Pendapat ini telah dibantah dalam sebuah penelitian bahwa angka kehamilan pada
pengguna Klomifen Sitrat hanya 12,2% sedangkan kasus lain dengan perubahan gaya
hidup dari penelitian tersebut dapat meningkatkan angka kehamilan pasien yang
mengalami sindrom ovarium polikistik sebesar 20%. Sebanyak 71,4% subjek
merupakan pekerja/wiraswasta sehingga menjadi kendala dalam mengatur waktu
untuk datang ke RSCM. Begitu pula pada 28,6% subjek yang walaupun berstatus ibu
rumah tangga masih kesulitan mengatur pola makan dan olahraga karena belum
terbiasa dalam kesehariannya, terutama pada era COVID-19 yang menuntut
masyarakat untuk tetap tinggal di rumah. Jika dalam kondisi di rumah lebih banyak
dan tidak ada aktivitas di luar rumah.
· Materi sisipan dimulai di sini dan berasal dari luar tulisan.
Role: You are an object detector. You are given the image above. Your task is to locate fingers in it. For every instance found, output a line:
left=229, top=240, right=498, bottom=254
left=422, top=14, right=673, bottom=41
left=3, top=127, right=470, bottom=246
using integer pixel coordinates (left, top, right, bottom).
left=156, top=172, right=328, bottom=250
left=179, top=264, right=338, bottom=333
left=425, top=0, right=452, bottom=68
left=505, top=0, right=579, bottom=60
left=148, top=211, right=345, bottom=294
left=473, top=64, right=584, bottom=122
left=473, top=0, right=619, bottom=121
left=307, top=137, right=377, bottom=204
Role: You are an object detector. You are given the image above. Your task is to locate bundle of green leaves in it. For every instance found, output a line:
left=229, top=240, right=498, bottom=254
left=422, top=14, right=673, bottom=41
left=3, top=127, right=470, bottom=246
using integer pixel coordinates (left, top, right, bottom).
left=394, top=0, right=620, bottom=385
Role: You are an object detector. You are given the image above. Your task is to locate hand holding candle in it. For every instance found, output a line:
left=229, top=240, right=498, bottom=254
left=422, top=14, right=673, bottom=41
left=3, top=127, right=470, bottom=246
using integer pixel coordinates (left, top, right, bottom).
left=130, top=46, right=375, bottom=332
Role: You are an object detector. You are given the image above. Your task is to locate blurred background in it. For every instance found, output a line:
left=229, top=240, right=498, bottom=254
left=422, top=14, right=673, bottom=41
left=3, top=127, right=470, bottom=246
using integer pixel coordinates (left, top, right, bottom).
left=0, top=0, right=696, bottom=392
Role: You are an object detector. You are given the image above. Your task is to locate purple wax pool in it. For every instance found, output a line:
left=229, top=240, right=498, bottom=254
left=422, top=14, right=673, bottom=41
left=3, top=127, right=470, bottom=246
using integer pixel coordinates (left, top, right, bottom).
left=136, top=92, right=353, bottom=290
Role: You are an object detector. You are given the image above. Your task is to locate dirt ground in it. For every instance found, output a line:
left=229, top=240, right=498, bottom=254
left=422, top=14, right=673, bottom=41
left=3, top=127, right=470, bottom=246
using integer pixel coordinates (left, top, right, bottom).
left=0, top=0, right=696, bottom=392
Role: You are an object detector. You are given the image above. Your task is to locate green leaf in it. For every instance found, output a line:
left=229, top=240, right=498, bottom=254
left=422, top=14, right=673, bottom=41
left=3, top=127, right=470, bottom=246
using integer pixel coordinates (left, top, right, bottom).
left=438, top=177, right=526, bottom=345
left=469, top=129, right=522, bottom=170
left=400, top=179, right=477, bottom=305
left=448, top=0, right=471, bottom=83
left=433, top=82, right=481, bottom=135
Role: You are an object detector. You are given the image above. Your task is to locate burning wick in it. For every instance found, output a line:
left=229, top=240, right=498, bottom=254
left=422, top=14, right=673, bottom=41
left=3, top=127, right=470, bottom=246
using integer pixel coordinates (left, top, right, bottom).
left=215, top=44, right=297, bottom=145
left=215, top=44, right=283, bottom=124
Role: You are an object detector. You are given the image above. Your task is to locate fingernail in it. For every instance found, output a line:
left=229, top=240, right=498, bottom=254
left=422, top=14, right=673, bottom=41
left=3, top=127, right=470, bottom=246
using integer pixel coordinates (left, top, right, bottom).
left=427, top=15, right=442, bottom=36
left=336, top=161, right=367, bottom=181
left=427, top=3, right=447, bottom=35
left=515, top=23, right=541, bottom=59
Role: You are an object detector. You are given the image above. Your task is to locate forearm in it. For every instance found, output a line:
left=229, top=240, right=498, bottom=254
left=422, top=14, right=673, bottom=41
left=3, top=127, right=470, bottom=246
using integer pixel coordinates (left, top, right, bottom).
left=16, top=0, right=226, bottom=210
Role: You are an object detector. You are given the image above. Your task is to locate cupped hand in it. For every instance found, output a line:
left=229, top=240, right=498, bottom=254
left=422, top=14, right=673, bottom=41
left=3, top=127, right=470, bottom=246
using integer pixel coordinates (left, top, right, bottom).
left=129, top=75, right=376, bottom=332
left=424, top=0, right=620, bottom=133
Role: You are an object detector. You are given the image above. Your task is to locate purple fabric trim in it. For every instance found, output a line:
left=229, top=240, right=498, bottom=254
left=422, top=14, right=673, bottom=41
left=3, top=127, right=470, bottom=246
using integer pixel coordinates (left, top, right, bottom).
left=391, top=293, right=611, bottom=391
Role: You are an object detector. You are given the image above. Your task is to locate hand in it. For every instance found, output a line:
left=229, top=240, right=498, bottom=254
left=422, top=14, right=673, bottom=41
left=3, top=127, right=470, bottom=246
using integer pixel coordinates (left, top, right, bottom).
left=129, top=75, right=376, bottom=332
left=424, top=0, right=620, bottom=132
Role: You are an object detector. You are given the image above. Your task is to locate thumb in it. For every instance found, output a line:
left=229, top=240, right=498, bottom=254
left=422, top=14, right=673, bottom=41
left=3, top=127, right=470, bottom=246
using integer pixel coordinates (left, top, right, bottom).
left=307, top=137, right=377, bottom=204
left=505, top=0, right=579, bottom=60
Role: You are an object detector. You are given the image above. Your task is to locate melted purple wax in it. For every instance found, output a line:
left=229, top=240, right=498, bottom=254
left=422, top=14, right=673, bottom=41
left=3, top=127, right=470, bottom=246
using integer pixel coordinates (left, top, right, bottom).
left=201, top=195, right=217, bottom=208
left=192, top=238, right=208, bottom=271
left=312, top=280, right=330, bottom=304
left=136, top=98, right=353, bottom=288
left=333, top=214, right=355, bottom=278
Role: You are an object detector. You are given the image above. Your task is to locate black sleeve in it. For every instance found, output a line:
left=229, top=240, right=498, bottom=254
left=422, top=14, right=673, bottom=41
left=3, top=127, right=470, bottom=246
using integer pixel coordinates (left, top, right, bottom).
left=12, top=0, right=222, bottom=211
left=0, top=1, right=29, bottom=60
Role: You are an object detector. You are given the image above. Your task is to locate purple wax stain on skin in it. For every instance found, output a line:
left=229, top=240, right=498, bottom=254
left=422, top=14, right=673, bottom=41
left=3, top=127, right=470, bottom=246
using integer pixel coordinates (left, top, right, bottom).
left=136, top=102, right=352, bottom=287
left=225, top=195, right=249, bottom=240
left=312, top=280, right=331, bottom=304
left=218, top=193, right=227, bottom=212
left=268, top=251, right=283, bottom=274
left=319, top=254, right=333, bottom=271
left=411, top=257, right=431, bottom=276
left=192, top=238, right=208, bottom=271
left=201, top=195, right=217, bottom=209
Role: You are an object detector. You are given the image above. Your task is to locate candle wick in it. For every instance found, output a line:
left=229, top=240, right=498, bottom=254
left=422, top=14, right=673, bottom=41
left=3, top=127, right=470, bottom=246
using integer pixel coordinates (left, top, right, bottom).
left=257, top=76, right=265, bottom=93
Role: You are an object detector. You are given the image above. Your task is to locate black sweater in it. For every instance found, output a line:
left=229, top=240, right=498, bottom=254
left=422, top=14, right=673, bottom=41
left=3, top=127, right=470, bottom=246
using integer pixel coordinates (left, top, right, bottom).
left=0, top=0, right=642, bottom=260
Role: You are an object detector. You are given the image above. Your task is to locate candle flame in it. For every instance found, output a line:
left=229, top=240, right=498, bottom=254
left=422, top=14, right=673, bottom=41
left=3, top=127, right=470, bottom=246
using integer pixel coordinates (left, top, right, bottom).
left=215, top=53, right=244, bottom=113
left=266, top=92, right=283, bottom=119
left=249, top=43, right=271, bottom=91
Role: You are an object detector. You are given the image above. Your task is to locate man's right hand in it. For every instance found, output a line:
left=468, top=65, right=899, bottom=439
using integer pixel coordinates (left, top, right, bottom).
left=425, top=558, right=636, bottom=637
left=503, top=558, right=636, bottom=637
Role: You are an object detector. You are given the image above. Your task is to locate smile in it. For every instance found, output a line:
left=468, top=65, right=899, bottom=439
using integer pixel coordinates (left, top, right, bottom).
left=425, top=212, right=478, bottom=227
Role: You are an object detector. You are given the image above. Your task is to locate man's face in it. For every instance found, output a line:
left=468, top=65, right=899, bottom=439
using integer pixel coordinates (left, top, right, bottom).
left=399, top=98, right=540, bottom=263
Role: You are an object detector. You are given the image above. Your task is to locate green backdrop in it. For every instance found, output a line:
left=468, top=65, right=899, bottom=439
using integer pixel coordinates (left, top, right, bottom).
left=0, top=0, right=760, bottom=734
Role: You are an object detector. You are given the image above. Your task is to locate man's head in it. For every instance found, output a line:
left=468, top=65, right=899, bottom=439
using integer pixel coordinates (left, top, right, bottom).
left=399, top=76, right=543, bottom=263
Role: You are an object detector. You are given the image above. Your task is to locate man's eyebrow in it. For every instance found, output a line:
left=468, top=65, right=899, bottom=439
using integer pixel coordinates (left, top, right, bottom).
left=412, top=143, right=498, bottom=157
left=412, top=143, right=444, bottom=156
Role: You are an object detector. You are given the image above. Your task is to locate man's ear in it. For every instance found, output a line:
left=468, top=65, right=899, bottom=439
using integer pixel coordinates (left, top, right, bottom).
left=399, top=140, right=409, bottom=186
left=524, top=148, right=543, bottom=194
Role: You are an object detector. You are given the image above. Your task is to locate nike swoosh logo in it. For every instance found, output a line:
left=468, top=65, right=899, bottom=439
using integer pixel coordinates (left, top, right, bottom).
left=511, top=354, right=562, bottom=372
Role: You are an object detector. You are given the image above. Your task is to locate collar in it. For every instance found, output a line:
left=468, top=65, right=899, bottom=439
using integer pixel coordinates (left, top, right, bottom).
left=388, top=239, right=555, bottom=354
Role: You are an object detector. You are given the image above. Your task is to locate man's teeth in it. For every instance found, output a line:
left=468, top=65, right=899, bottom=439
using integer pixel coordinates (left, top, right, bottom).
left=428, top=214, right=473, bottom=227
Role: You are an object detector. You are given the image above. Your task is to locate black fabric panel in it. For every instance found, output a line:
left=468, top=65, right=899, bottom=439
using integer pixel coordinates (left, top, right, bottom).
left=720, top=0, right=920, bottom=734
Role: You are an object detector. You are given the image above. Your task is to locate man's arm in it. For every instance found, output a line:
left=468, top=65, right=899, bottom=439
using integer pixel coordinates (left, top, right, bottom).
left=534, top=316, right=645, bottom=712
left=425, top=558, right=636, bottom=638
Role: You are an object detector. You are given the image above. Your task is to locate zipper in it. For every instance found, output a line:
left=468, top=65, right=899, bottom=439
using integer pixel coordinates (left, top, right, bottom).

Hal ini berkorelasi dengan sebuah penelitian
yang mengungkapkan bahwa kejadian obesitas sangat erat kaitannya dengan berbagai
aktivitas fisik yang dapat dilakukan, semakin gemuk seorang wanita akan malas
bergerak dan melakukan aktivitas fisik. Penelitian lain mengungkapkan bahwa
dengan bertambahnya waktu menonton televisi maka aktivitas fisik akan semakin
berkurang sehingga semakin meningkatkan terjadinya obesitas. Studi lain yang
dilakukan di Meksiko menyatakan bahwa kurangnya waktu luang untuk berolahraga
secara teratur merupakan kunci untuk meningkatkan angka obesitas di kalangan
wanita karier.

Keseluruhan subjek dalam penelitian ini juga melakukan aktivitas fisik berupa
langkah kaki yang dipantau melalui aplikasi handphone dan senam ringan rutin tiap
minggu dan berhasil mencapai angka kehamilan sebesar 21,4% (3 subjek). Hal ini
sejalan dengan penelitian yang menyimpulkan bahwa dengan mengurangi pola makan
500 Kalori / hari yang terdiri dari 50-60% karbohidrat, 25-30% lemak, 15-20%
protein disertai dengan aktivitas bebas risiko seperti naik tangga, jalan santai ,
setidaknya selama 30 menit 3 sampai 5 kali seminggu selama 6 bulan dapat
meningkatkan angka kehamilan sebesar 20%.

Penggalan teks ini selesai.